Les Etats-Unis sont menacés par une inversion de la courbe des taux d'intérêt. Je l'ai lu dans Le Temps de lundi.

D'abord, j'ai hésité. Avec, déjà, la grippe aviaire, le nucléaire iranien et les petits soldats d'Al-Qaida, je ne suis pas en manque de menaces. Mais mon sens des responsabilités a pris le dessus et j'ai lu l'article. Je ne suis pas sûre d'avoir tout compris mais il m'a semblé que j'avais de bonnes raisons de m'inquiéter.

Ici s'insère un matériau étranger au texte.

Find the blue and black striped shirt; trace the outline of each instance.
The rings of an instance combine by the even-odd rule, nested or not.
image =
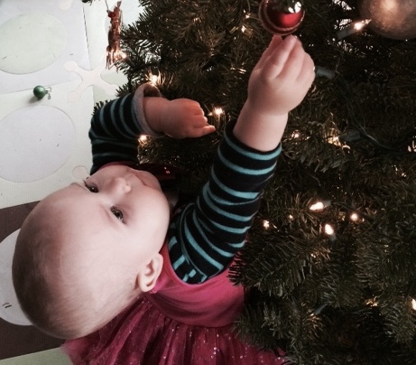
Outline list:
[[[91,173],[111,162],[137,163],[143,121],[137,118],[133,98],[129,94],[112,100],[93,116]],[[208,182],[195,201],[173,215],[168,229],[171,262],[181,280],[204,282],[233,261],[245,244],[280,152],[280,146],[267,153],[247,147],[227,126]]]

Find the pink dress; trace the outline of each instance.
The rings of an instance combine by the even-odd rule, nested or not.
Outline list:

Les taux d'intérêt suivent une logique assez simple: plus longtemps vous gardez le pognon, plus vous payez. En Suisse, actuellement, un prêt à 2 ans coûte 1,58%, un prêt à 10 ans, 2,39%. Pas de prix de gros sur ce coup-là, sauf cas particulier. Ce qui est, encore une fois, logique: le chausseur qui me fourgue deux paires de bottes au lieu d'une écoule du stock et fait rentrer des pépettes. Le banquier qui me prête de l'argent à long terme se prive durablement de l'opportunité de l'utiliser pour quelque chose de plus profitable, par exemple pour racheter un concurrent juste au moment où il est bien mûr.

L'inversion, c'est quand on paye d'autant plus qu'on rend le pognon rapidement. Le type, par exemple, qui veut un crédit à moyen terme pour lancer une petite entreprise en payant ses employés et ses factures dès le début se voit mieux traiter que celui qui a juste besoin d'un coup de pouce de quelques jours pour participer à la mise de Google sur le marché, attendre que la valeur de l'action double pour vendre et rembourser.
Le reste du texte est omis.